02-dynamic-borrowing-basket: 1
Utility-based optimization of basket trials
Lukas D Sauer1, Alexander Ritz2, Michaela Maria Freitag3, Meinhard Kieser1
1Institute of Medical Biometry, Heidelberg University, Germany; 2Institute of Mathematics, Clausthal University of Technology, Germany; 3Institute of Biometry and Clinical Epidemiology, Charité – Berlin University of Medicine, Germany
Introduction: The dawn of personalized medicine comes with new challenges in the design of clinical trials. Especially in the development of gene-specific cancer therapy, drugs may be tissue-agnostic, which means that the same drug can be applied in diseases of different organs. So-called basket trial designs are a useful tool for investigating such drugs: In a single trial, one therapy is investigated in several strata defined by different diseases or disease subtypes. This eases the organizational burden compared to the conduct of several trials, and furthermore it offers a statistical benefit: information borrowing can be used to share response information between the strata. This may leverage the oftentimes small sample sizes in the strata to increase power while keeping type-I error inflation and bias reasonably low. In biometrical research, a variety of frequentist and Bayesian techniques were suggested to implement borrowing in basket trials. These designs often come with tuning parameters to adjust the amount of borrowing. However, the optimal choice of these parameters is subject to current research.

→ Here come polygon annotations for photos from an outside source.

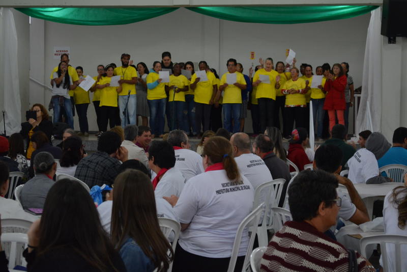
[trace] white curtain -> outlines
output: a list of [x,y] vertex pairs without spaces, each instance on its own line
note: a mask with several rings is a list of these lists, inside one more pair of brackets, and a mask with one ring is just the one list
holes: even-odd
[[356,132],[380,130],[382,116],[382,8],[371,12],[362,79],[362,97],[356,119]]
[[[7,135],[10,135],[20,132],[21,129],[17,31],[12,9],[0,9],[0,74],[3,79],[0,81],[0,93],[4,94],[4,106],[0,108],[5,112],[6,130]],[[3,119],[2,114],[0,119]],[[2,133],[4,130],[4,122],[3,120],[0,123]]]

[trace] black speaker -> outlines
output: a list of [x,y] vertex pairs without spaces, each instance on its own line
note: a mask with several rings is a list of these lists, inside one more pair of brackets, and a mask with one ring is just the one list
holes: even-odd
[[382,35],[387,37],[407,37],[406,11],[406,0],[383,0]]

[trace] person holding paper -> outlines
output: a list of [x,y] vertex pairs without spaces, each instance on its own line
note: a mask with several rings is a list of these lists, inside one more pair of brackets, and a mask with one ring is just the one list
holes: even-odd
[[[82,66],[76,67],[76,72],[80,79],[84,79],[83,68]],[[88,124],[88,107],[91,102],[89,98],[89,93],[79,86],[73,90],[73,97],[75,101],[75,107],[76,112],[78,113],[78,119],[79,122],[79,129],[80,132],[78,133],[80,136],[89,136],[89,125]]]
[[[311,100],[312,101],[312,115],[314,118],[314,127],[316,128],[316,138],[315,140],[320,141],[322,139],[322,128],[324,126],[324,102],[325,101],[325,94],[323,91],[326,79],[322,75],[312,75],[312,66],[309,64],[305,66],[305,74],[302,77],[305,80],[305,89],[307,93],[310,93]],[[313,79],[319,80],[317,88],[313,87]],[[307,125],[308,124],[305,124]]]
[[296,122],[296,127],[304,127],[304,112],[306,110],[305,101],[305,80],[299,77],[300,70],[293,67],[290,70],[291,79],[285,81],[281,92],[285,95],[284,108],[284,131],[286,139],[291,139],[291,131]]
[[[247,87],[243,75],[236,71],[237,62],[229,59],[226,63],[227,72],[220,79],[219,91],[223,94],[223,127],[229,132],[240,131],[240,107],[242,106],[242,90]],[[232,120],[233,127],[232,128]]]
[[[119,84],[122,85],[122,91],[119,94],[119,107],[120,111],[120,120],[122,127],[127,125],[136,124],[136,83],[137,72],[136,69],[129,65],[130,55],[122,54],[120,60],[122,66],[114,69],[114,75],[120,75]],[[125,108],[127,111],[126,116],[123,114]]]
[[185,92],[188,91],[188,83],[187,78],[181,74],[180,65],[178,63],[174,64],[172,74],[169,76],[169,83],[165,86],[166,90],[169,92],[169,119],[168,121],[170,131],[184,128],[183,112],[185,104]]
[[[209,71],[207,62],[201,61],[198,65],[199,71],[207,78],[202,78],[197,76],[197,72],[191,77],[190,87],[194,90],[195,101],[195,125],[196,133],[200,137],[201,124],[204,132],[209,130],[211,118],[211,105],[214,103],[215,97],[218,92],[218,86],[215,75]],[[203,80],[203,79],[206,80]],[[220,95],[219,95],[220,97]],[[203,121],[202,121],[203,119]]]
[[100,90],[101,128],[101,131],[107,130],[109,121],[110,128],[116,125],[116,114],[118,108],[118,93],[122,91],[120,84],[118,87],[110,86],[110,80],[113,76],[114,69],[110,65],[105,68],[106,76],[102,77],[96,85],[96,88]]
[[335,112],[339,124],[345,125],[343,112],[346,110],[345,88],[346,86],[346,76],[339,63],[334,64],[333,74],[330,73],[324,89],[327,91],[324,110],[328,111],[329,116],[329,130],[332,131],[335,124]]
[[[273,70],[273,59],[266,59],[264,66],[265,68],[257,70],[253,78],[253,86],[257,87],[256,98],[258,101],[259,112],[260,113],[261,131],[264,131],[268,126],[274,126],[276,89],[279,87],[277,86],[277,83],[281,77],[278,73]],[[260,78],[260,75],[263,79]]]
[[162,138],[164,134],[164,124],[165,121],[165,104],[167,94],[165,93],[165,86],[167,83],[161,82],[158,73],[161,70],[161,64],[155,61],[153,69],[146,78],[147,83],[147,102],[150,107],[150,126],[151,128],[154,138],[158,135]]

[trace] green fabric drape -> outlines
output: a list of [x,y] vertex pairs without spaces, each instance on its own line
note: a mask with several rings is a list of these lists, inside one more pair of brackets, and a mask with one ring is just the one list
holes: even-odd
[[[189,10],[238,22],[289,24],[345,19],[367,13],[377,6],[291,7],[200,7]],[[103,25],[147,20],[178,8],[26,8],[17,10],[28,16],[63,23]]]
[[369,12],[377,6],[297,7],[200,7],[189,10],[238,22],[289,24],[346,19]]
[[23,13],[47,21],[88,25],[126,24],[171,12],[178,8],[26,8]]

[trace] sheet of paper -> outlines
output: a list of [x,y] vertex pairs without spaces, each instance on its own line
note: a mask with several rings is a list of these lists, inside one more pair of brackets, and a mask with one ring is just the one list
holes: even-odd
[[311,88],[318,88],[318,86],[322,85],[322,78],[323,75],[313,75],[312,82],[311,83]]
[[79,87],[88,92],[95,82],[95,80],[94,79],[92,76],[88,75],[85,77],[85,80],[80,83]]
[[293,51],[293,49],[290,48],[289,51],[288,52],[288,56],[287,57],[287,58],[285,59],[285,62],[289,64],[290,65],[293,65],[293,61],[294,60],[294,58],[296,57],[296,52]]
[[110,77],[110,87],[118,87],[119,86],[119,80],[120,80],[120,75],[114,75]]
[[191,76],[192,75],[191,74],[191,71],[189,70],[184,70],[183,69],[181,70],[181,74],[184,75],[185,77],[188,78],[188,79],[191,79]]
[[167,71],[168,73],[169,73],[170,75],[172,74],[172,70],[168,68],[162,68],[161,69],[161,71]]
[[162,78],[161,83],[166,83],[169,82],[169,72],[168,71],[160,71],[158,72],[160,78]]
[[200,81],[208,81],[208,76],[207,76],[207,71],[205,70],[202,71],[197,71],[195,73],[196,74],[196,77],[199,77]]
[[261,83],[270,83],[270,76],[267,74],[259,74],[258,79],[261,80]]
[[229,85],[233,85],[236,83],[236,73],[226,74],[226,83]]

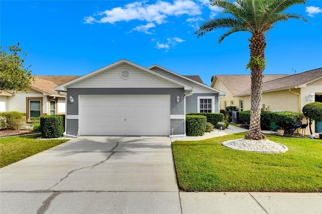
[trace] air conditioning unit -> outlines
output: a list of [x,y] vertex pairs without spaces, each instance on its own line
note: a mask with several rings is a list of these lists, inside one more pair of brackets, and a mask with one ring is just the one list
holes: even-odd
[[235,124],[243,123],[239,119],[239,112],[232,112],[232,121],[231,121],[231,123]]

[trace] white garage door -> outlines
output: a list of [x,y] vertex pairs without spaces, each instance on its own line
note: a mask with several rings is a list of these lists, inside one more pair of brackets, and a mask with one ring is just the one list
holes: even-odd
[[80,135],[167,136],[170,95],[80,96]]

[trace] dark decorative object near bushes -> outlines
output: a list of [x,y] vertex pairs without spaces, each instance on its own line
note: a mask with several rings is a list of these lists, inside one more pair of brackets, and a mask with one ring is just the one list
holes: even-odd
[[213,126],[209,122],[206,124],[206,132],[211,132],[213,131]]
[[203,135],[206,131],[207,118],[201,115],[186,116],[187,135],[198,136]]
[[63,117],[58,115],[42,116],[40,118],[41,137],[57,138],[64,133]]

Methods: We suggest a utility-based framework for optimizing borrowing in basket trial designs. As an example, we consider a Bayesian basket trial design by Fujikawa et al. (Biom J, 2020;62(2):330–8) which is based on the beta-binomial model. We demonstrate the use of utility functions for defining a compromise between successfully detecting strata with high response rates (“active strata”) while rejecting strata with low response rates (“inactive strata”). Applying numerical optimization algorithms, these utility functions can be used to find optimal tuning parameters for the borrowing.
Results and conclusion: We conducted an extensive comparison study showing that utility-based optimization is a feasible approach for optimizing information borrowing in basket trial designs. Our approach successfully achieves a compromise between increasing per-stratum power while keeping type-I error inflation moderate. In our study, we also compared the use of grid search to different optimization algorithms and will discuss their performance. Our framework is not unique to Fujikawa’s design and may hence be used for planning basket trial designs in general. Finally, we will also discuss the extension of utility functions to tune sample size and interim analyses, thus allowing simultaneous planning of all aspects of basket trial design in a single framework.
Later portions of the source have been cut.